With support from the National Science Foundation (NSF), engineer Ali Khademhosseini and a multidisciplinary team are bringing together advances in sensors, biomaterials, tissue engineering, microsystems technology and microelectronics to create “smart bandages” for wounds that require ongoing care, such as burns, diabetic ulcers and bed sores.

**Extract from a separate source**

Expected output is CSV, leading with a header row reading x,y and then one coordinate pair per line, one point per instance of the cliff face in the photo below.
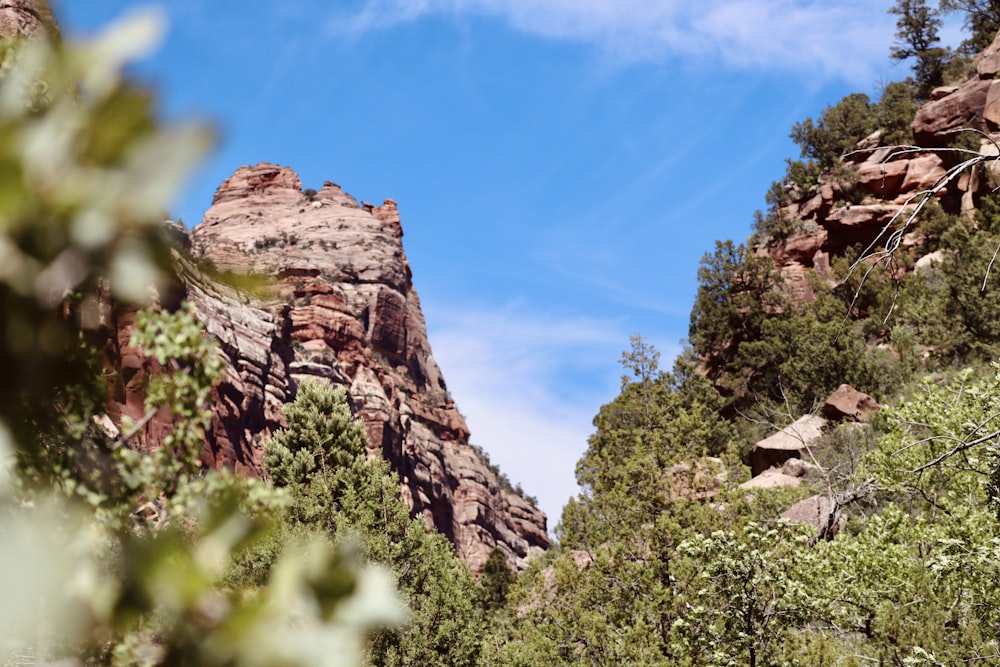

The new devices, known collectively as flexible bioelectronics, will do much more than deliver medicine. They will be able to monitor all the vital signs of the healing process, such as oxygen levels and temperature, and make adjustments when needed, as well as communicate the information to health professionals who are off-site. To fulfill the critical need for flexibility, the team is testing new materials, such as a hydrogel that would cover a wound with just the right amount of stretch to be comfortable.
The research in this episode is supported by NSF award #1240443, EFRI-BioFLEX: Tissue Engineered Flexible Sensors, Actuators and Electronics for Chronic Wound Management. EFRI is the acronym for Emerging Frontiers in Research and Innovation and BioFLEX is short for flexible bioelectronics.